If you like: a slicker variant of ‘80s British new wave, this early Style Council record is for you.
About: Guitarist/vocalist Paul Weller broke up the Jam, the most popular British band of the early ‘80s, at the height of their success in 1982 because he was dissatisfied with their musical direction. Weller wanted to incorporate more elements of soul, R&B, and jazz into his songwriting, which is something he felt his punk-oriented bandmates were incapable of performing. In order to pursue this musical direction, he teamed up in 1983 with keyboardist Mick Talbot, a former member of the mod revival band the Merton Parkas. Together, Weller and Talbot became the Style Council–other musicians were added according to what kind of music the duo were performing. With the Style Council, the underlying intellectual pretensions that ran throughout Weller’s music came to the forefront.

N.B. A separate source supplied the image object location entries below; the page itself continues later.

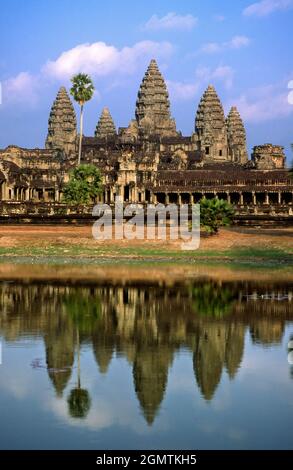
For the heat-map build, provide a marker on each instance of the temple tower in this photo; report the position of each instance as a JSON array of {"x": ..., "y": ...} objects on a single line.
[
  {"x": 210, "y": 127},
  {"x": 105, "y": 127},
  {"x": 236, "y": 137},
  {"x": 62, "y": 131},
  {"x": 153, "y": 106}
]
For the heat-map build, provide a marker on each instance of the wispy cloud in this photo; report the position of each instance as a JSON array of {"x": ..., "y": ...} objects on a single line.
[
  {"x": 171, "y": 21},
  {"x": 219, "y": 18},
  {"x": 215, "y": 47},
  {"x": 100, "y": 59},
  {"x": 266, "y": 7},
  {"x": 264, "y": 103},
  {"x": 182, "y": 91},
  {"x": 23, "y": 88}
]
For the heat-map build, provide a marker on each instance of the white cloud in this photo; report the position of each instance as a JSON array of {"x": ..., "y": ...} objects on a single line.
[
  {"x": 97, "y": 59},
  {"x": 266, "y": 7},
  {"x": 215, "y": 47},
  {"x": 264, "y": 103},
  {"x": 222, "y": 73},
  {"x": 100, "y": 59},
  {"x": 182, "y": 91},
  {"x": 171, "y": 21}
]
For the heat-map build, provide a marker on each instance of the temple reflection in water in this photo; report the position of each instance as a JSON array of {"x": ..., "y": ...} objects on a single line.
[{"x": 147, "y": 325}]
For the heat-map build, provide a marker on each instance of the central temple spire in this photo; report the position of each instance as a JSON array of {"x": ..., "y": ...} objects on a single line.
[{"x": 153, "y": 107}]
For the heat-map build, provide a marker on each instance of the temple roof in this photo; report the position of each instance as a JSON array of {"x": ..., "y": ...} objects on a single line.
[
  {"x": 210, "y": 114},
  {"x": 153, "y": 106},
  {"x": 105, "y": 127}
]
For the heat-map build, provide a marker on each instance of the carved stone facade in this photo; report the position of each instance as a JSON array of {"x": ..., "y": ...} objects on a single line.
[
  {"x": 149, "y": 161},
  {"x": 105, "y": 127},
  {"x": 210, "y": 127},
  {"x": 236, "y": 137},
  {"x": 62, "y": 124},
  {"x": 153, "y": 107},
  {"x": 269, "y": 157}
]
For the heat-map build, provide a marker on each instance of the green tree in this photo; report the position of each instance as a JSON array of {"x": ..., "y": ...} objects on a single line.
[
  {"x": 82, "y": 91},
  {"x": 215, "y": 213},
  {"x": 85, "y": 183}
]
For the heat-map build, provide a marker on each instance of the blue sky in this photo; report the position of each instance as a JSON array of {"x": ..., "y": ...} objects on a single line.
[{"x": 244, "y": 48}]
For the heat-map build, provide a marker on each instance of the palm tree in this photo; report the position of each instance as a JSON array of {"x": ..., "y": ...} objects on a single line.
[{"x": 82, "y": 91}]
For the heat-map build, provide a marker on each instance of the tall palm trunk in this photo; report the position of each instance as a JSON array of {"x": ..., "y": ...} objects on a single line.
[
  {"x": 78, "y": 358},
  {"x": 81, "y": 134}
]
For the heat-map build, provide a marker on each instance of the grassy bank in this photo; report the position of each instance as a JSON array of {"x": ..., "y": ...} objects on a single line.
[{"x": 138, "y": 254}]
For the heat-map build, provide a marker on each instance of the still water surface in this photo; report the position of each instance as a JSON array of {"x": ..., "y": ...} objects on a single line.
[{"x": 197, "y": 365}]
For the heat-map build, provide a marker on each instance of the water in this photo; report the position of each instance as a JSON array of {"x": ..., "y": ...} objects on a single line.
[{"x": 198, "y": 365}]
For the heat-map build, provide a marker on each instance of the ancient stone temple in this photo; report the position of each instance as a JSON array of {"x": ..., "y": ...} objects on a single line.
[
  {"x": 105, "y": 127},
  {"x": 153, "y": 107},
  {"x": 150, "y": 161},
  {"x": 62, "y": 124},
  {"x": 210, "y": 127},
  {"x": 236, "y": 137}
]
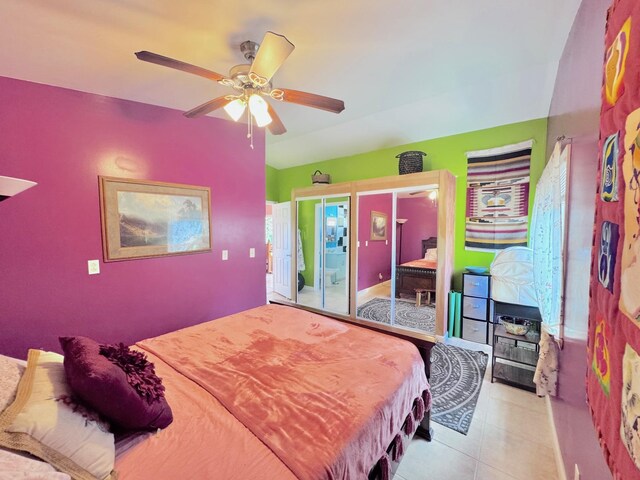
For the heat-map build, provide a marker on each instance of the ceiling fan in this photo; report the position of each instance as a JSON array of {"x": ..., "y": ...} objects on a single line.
[{"x": 252, "y": 82}]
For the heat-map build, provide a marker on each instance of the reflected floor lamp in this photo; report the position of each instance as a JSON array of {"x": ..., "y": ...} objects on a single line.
[{"x": 400, "y": 222}]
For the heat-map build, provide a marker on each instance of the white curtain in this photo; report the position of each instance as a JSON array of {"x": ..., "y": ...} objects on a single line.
[
  {"x": 547, "y": 239},
  {"x": 547, "y": 242}
]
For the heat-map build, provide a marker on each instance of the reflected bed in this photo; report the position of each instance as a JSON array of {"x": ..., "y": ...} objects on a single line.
[{"x": 418, "y": 274}]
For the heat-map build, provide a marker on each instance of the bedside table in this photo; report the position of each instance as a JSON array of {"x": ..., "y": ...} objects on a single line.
[{"x": 477, "y": 307}]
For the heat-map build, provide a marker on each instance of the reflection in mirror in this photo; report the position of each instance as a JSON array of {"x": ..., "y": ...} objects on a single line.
[
  {"x": 336, "y": 255},
  {"x": 323, "y": 254},
  {"x": 308, "y": 258},
  {"x": 375, "y": 257},
  {"x": 416, "y": 259}
]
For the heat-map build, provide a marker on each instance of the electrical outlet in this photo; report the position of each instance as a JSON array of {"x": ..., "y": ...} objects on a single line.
[{"x": 93, "y": 266}]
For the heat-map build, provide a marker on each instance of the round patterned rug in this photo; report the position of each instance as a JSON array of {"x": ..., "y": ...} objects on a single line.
[
  {"x": 456, "y": 379},
  {"x": 407, "y": 314}
]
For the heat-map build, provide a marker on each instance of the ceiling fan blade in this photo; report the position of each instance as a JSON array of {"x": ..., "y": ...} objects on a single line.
[
  {"x": 272, "y": 53},
  {"x": 276, "y": 127},
  {"x": 178, "y": 65},
  {"x": 312, "y": 100},
  {"x": 208, "y": 107}
]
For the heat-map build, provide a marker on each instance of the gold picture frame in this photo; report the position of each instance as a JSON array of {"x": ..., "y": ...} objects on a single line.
[
  {"x": 145, "y": 219},
  {"x": 378, "y": 226}
]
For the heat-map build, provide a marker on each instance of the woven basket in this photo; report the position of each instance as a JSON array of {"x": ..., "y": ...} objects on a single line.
[
  {"x": 319, "y": 177},
  {"x": 410, "y": 162}
]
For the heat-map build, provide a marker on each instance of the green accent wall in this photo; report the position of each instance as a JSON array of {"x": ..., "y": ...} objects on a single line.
[
  {"x": 271, "y": 175},
  {"x": 442, "y": 153}
]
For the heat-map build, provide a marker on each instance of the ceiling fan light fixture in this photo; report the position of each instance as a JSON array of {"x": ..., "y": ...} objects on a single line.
[
  {"x": 260, "y": 110},
  {"x": 236, "y": 108}
]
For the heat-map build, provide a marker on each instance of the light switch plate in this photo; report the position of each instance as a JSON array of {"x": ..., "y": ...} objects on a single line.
[{"x": 93, "y": 266}]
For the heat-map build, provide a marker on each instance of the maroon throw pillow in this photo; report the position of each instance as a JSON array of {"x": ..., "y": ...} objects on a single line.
[{"x": 118, "y": 383}]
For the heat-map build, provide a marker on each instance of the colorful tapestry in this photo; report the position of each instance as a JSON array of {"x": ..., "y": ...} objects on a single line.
[
  {"x": 613, "y": 381},
  {"x": 498, "y": 197},
  {"x": 609, "y": 184}
]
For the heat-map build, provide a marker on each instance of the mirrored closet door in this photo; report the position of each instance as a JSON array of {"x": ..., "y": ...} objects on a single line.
[
  {"x": 379, "y": 251},
  {"x": 397, "y": 257},
  {"x": 323, "y": 253}
]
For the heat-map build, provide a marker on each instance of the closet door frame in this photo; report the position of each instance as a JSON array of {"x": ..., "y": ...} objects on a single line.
[{"x": 445, "y": 182}]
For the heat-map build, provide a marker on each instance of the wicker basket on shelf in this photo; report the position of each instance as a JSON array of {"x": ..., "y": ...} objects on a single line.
[
  {"x": 319, "y": 177},
  {"x": 410, "y": 162}
]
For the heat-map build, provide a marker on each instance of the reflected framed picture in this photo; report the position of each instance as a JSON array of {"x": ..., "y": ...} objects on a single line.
[
  {"x": 143, "y": 219},
  {"x": 378, "y": 225}
]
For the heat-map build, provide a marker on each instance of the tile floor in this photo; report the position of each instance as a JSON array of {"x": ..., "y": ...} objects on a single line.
[{"x": 509, "y": 439}]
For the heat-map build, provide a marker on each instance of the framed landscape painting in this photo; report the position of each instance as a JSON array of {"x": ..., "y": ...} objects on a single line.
[
  {"x": 142, "y": 219},
  {"x": 378, "y": 225}
]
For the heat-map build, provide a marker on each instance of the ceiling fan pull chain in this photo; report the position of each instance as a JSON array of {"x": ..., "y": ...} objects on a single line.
[{"x": 250, "y": 128}]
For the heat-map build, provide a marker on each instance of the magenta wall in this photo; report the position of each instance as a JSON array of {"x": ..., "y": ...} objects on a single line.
[
  {"x": 574, "y": 113},
  {"x": 375, "y": 258},
  {"x": 422, "y": 222},
  {"x": 63, "y": 140}
]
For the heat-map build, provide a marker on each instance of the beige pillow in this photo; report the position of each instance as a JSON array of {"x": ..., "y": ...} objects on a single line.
[
  {"x": 10, "y": 373},
  {"x": 42, "y": 423}
]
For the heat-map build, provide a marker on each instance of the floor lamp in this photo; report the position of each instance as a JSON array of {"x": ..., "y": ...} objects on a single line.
[{"x": 400, "y": 222}]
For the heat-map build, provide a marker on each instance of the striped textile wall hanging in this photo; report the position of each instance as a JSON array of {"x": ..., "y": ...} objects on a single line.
[{"x": 498, "y": 197}]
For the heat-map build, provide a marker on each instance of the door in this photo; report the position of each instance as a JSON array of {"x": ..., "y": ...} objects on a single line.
[{"x": 282, "y": 249}]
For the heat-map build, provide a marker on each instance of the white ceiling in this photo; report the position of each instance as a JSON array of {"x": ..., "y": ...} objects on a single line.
[{"x": 407, "y": 70}]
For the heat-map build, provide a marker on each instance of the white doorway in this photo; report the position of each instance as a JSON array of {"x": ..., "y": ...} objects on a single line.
[{"x": 281, "y": 251}]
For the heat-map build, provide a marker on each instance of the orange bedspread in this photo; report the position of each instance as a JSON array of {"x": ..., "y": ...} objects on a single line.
[
  {"x": 422, "y": 263},
  {"x": 325, "y": 397},
  {"x": 204, "y": 441}
]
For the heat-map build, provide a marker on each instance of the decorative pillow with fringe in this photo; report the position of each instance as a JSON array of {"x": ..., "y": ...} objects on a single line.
[
  {"x": 117, "y": 382},
  {"x": 45, "y": 421}
]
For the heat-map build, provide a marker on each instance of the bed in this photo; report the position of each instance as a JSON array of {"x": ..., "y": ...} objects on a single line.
[
  {"x": 278, "y": 392},
  {"x": 417, "y": 274}
]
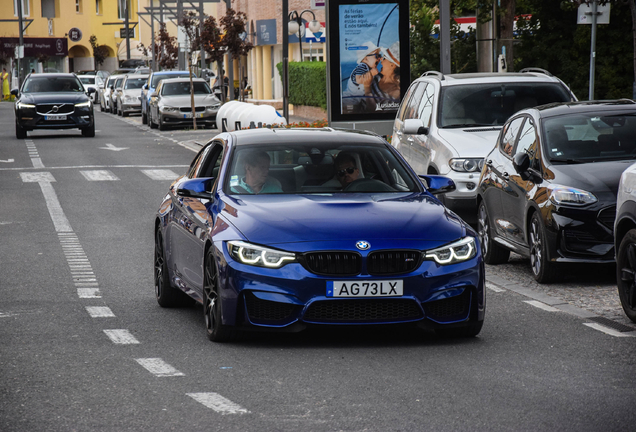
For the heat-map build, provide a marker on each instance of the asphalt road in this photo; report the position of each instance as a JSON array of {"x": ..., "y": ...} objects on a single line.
[{"x": 84, "y": 345}]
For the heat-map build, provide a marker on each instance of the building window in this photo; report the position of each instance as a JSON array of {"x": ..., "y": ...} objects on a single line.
[
  {"x": 26, "y": 10},
  {"x": 121, "y": 9}
]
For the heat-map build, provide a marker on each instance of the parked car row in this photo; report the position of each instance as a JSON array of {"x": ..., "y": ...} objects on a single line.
[
  {"x": 162, "y": 98},
  {"x": 536, "y": 171}
]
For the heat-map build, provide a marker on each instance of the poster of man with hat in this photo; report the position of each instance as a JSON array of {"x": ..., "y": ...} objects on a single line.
[{"x": 370, "y": 71}]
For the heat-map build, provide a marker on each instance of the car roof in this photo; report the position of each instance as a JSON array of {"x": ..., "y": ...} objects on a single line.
[
  {"x": 304, "y": 135},
  {"x": 171, "y": 80},
  {"x": 169, "y": 72},
  {"x": 531, "y": 75},
  {"x": 600, "y": 106}
]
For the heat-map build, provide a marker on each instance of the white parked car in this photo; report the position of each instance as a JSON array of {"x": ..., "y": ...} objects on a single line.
[{"x": 446, "y": 124}]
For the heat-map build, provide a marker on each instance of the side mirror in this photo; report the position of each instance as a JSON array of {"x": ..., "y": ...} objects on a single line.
[
  {"x": 521, "y": 162},
  {"x": 415, "y": 127},
  {"x": 438, "y": 184},
  {"x": 196, "y": 188}
]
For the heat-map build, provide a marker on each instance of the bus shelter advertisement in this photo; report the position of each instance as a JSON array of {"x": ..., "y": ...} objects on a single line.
[{"x": 369, "y": 58}]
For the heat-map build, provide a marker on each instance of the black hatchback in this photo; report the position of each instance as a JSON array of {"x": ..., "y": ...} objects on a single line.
[
  {"x": 53, "y": 101},
  {"x": 548, "y": 188}
]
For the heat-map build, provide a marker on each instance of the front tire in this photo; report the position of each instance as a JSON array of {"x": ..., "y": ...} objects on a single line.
[
  {"x": 216, "y": 330},
  {"x": 626, "y": 274},
  {"x": 490, "y": 250},
  {"x": 543, "y": 269}
]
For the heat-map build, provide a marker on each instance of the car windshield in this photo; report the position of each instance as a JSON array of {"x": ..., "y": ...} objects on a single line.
[
  {"x": 135, "y": 83},
  {"x": 156, "y": 79},
  {"x": 183, "y": 88},
  {"x": 492, "y": 104},
  {"x": 317, "y": 169},
  {"x": 43, "y": 84},
  {"x": 590, "y": 137}
]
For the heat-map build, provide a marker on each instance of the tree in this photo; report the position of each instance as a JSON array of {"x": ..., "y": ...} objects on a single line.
[{"x": 100, "y": 52}]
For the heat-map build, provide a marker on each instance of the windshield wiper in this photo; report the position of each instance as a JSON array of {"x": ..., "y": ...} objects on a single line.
[{"x": 569, "y": 161}]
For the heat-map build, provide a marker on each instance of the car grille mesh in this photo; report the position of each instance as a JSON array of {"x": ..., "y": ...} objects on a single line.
[
  {"x": 363, "y": 310},
  {"x": 265, "y": 310},
  {"x": 392, "y": 262},
  {"x": 449, "y": 309},
  {"x": 61, "y": 108},
  {"x": 607, "y": 216},
  {"x": 189, "y": 109},
  {"x": 333, "y": 263}
]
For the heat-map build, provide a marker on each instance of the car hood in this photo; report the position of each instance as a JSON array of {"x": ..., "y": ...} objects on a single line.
[
  {"x": 184, "y": 101},
  {"x": 594, "y": 177},
  {"x": 471, "y": 142},
  {"x": 53, "y": 98},
  {"x": 278, "y": 219}
]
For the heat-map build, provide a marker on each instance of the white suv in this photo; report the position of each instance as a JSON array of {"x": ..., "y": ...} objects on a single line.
[{"x": 446, "y": 124}]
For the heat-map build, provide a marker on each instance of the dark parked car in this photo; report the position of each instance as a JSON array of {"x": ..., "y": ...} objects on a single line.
[
  {"x": 548, "y": 188},
  {"x": 625, "y": 241},
  {"x": 341, "y": 233},
  {"x": 53, "y": 101}
]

Although the music was rooted in American R&B, it was performed slickly–complete with layers of synthesizers and drum machines–and filtered through European styles and attitudes. Weller’s lyrics were typically earnest, yet his leftist political leanings became more pronounced. His scathing criticisms of racism, unemployment, Margaret Thatcher, and sexism sat uneasily beside his burgeoning obsession with high culture. As his pretensions increased, the number of hits the Style Council had decreased.*via Stephen Thomas
Why it’s worth your time: Putting this record on your turntable is like getting a new window air conditioner unit. Introducing The Style Council drips with an undeniable coolness–one relatively foreign to our day and age, one difficult to pinpoint, but one palpable nonetheless. With both Weller and Talbot fresh off their prior projects and hot on creating something completely new here, we get a rare etching of a zealous and unadulterated beginning.